Ni hagiographique, ni dénonciateur, Jeuland filme à bonne distance, enchaîne des séquences alternativement négatives ou positives].

Serge Kaganski, Les Inrockuptibles, n°876, 12 septembre 2012.

Remugle politicien

[Le « Président », portrait en pied d’un maître de guerre doublé d’un ogre retors fournit une explication à ce phénomène. Elle est simple : la démagogie et le mensonge, l’insulte aux adversaires, l’opportunisme et la médiocrité apparaissent comme le régime naturel de la bonne santé politique. Georges Frêche, géant perclus au verbe haut, tient alternativement le rôle d’un vieillard exténué et d’un tueur toujours en alerte. Il pose en roi Ubu entouré d’une trinité (Frédéric Bort, directeur de cabinet ; Laurent Blondiau, directeur de la communication ; Pascal Provencel, publicitaire) qui est à la fois son premier publique et une force de proposition qui n’hésite jamais à le tirer vers le bas.

« Le Président » fait partie d’une catégorie de film qui met à profit la dualité entre la figure publique du candidat et les coulisses où s’élabore la stratégie.

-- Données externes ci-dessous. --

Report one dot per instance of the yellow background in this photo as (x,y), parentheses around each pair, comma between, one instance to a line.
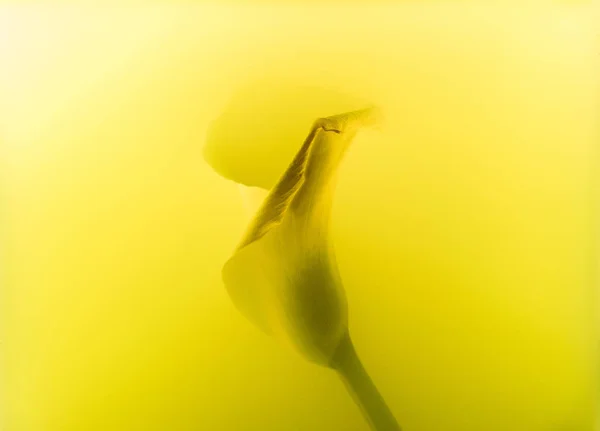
(464,229)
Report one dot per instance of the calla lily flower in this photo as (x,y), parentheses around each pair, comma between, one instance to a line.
(283,275)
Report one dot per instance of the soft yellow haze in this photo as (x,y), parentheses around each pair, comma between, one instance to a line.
(464,230)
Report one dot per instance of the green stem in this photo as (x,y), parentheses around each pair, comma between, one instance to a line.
(364,392)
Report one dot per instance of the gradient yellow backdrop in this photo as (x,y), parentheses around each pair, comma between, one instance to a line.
(464,230)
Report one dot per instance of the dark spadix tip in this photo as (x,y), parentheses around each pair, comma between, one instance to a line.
(254,139)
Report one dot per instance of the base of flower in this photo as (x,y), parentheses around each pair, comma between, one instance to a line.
(362,389)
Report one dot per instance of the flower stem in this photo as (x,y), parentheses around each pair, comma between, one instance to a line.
(362,389)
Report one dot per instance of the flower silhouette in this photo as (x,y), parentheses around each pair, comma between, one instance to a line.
(283,275)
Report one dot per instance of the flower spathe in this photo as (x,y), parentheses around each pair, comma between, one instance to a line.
(283,275)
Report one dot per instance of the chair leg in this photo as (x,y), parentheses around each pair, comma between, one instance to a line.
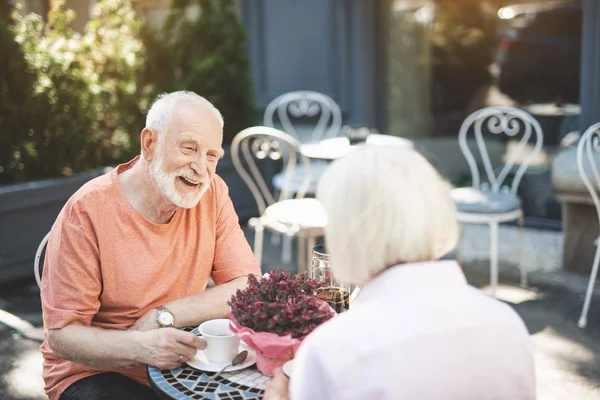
(286,249)
(258,243)
(301,255)
(461,242)
(590,290)
(522,266)
(311,245)
(494,256)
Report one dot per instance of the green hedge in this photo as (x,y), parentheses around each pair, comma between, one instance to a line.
(74,101)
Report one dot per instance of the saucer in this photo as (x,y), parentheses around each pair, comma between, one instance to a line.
(288,367)
(201,362)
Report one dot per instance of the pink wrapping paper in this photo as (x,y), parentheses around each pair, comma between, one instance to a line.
(272,350)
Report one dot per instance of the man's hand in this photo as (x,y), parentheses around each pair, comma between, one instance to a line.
(168,348)
(146,322)
(277,389)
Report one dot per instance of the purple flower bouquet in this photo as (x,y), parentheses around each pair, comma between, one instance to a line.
(274,314)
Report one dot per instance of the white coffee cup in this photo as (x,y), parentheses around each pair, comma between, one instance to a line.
(222,344)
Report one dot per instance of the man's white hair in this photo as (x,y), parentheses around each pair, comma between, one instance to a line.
(385,206)
(161,112)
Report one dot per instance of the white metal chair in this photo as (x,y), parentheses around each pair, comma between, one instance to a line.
(490,202)
(289,214)
(36,262)
(307,116)
(588,152)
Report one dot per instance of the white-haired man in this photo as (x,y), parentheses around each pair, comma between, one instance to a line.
(130,256)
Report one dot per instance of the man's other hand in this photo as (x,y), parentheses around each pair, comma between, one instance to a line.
(168,348)
(277,389)
(146,322)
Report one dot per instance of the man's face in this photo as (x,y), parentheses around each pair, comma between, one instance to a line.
(186,158)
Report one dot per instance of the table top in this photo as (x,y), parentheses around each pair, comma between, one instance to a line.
(334,148)
(552,109)
(189,383)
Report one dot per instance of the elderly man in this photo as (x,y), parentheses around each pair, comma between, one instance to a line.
(130,256)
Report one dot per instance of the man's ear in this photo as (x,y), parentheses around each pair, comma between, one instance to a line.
(148,143)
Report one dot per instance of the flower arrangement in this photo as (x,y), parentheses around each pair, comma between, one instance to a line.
(274,314)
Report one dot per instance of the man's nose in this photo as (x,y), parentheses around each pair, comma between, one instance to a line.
(199,166)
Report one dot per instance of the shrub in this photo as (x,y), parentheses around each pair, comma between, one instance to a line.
(83,109)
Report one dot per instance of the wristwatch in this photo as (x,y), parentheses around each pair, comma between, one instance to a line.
(165,318)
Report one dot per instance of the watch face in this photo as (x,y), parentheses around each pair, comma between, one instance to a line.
(165,318)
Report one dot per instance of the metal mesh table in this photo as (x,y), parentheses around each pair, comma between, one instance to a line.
(189,383)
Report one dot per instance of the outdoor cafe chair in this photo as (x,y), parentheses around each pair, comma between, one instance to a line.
(490,202)
(309,117)
(588,151)
(289,213)
(37,265)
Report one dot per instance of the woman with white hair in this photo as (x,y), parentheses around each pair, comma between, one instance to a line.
(417,330)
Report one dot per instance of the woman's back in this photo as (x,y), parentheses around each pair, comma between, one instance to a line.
(418,331)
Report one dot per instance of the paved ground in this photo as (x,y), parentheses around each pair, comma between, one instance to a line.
(567,358)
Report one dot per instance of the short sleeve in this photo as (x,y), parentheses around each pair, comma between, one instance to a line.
(233,255)
(71,281)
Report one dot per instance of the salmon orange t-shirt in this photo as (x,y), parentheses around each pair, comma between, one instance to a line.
(106,265)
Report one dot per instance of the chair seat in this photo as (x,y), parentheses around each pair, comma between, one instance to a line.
(474,201)
(297,176)
(301,213)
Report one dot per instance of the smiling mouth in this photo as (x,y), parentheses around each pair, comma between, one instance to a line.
(188,183)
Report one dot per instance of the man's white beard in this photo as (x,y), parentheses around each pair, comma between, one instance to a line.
(166,184)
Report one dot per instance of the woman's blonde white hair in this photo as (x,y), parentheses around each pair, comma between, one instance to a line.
(385,206)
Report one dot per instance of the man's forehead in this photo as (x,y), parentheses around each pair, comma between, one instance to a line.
(196,121)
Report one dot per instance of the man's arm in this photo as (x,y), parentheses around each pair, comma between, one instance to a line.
(164,348)
(193,310)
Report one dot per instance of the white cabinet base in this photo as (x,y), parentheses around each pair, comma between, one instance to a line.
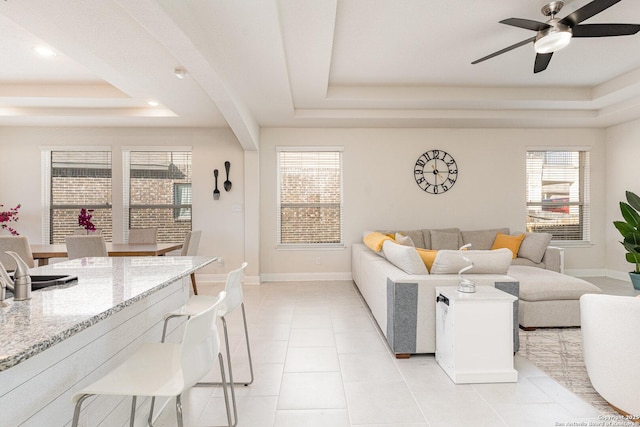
(474,335)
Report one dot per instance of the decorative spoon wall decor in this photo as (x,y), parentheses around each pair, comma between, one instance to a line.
(216,192)
(227,183)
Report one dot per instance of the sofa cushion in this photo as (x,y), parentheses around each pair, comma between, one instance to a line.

De plus en plus difficile à réaliser en raison du contrôle accru exercé par les politiques sur leur image, cet exercice dépend de la bonne volonté du personnage principal.

Le « non-conformisme » est à cet égard un client de choix, son discours est en rupture avec les appareils, sa légitimité se fonde sur cette rupture. Loin d’être le témoignage d’une naïveté ou d’une inconscience, comme on serait enclin à le penser, le spectacle qu’offrent Frêche et son équipe devant la caméra est donc concerté. Il est la démonstration de leur indépendance d’esprit au sein d’un échiquier politique démonétisé. Il offre un modèle patriarcal et débonnaire d’enracinement et de proximité politiques, il capitalise sur la transgression morale pour recueillir les intérêts de son anti-dogmatisme déclaré.

Les seuls perdants sont les spectateurs encouragés à entrer dans la connivence de ce remugle politicien, sauf à passer pour des ravis de la crèche. Il faudrait donc pouvoir rire (jaune) de cette satire documentaire, avec la claire conscience que si la politique se réduisait à cela, on aurait bientôt fini de rire].

Jacques Mandelbaum, Le Monde, 14 décembre 2010.

Commentaires des internautes sur le film

La revanche : 1

« On aime l’homme politique car il est différent, il incarne « la vraie gauche » face aux « Rastignac » nationaux, il n’appartient pas à la « nomenklatura » de la pensée socialo-caviar et c’est un plaisir, une jubilation de constater la transe des bobos parisiens bien-pensants ».

« L’élu est ici le porte-parole de la revanche : la revanche de la province contre Paris, du peuple contre les puissants, de l’authenticité contre l’artifice ; issu d’une éducation de classe, il semble authentique, courageux ; le peuple aime les hommes qui « en ont » et qui parlent vrai. Il est de ceux qui parlent comme le peuple souverain ».

« Nous en province, et à plus forte raison dans le Sud, on s’exprime en français traditionnel et on dit ce qu’on pense. Le parler des salons parisiens inspire de la méfiance. Les citoyens en ont marre de ce discours aseptisé et patchouli. Bientôt tout le monde tiendra un discours bien lisse et bien hypocrite. On puise dans les mots de Georges Frêche une énergie stimulante et en outre il fait rire. Je lui reconnais un humour décapant. Merci de nous faire rire en ces temps si moroses ».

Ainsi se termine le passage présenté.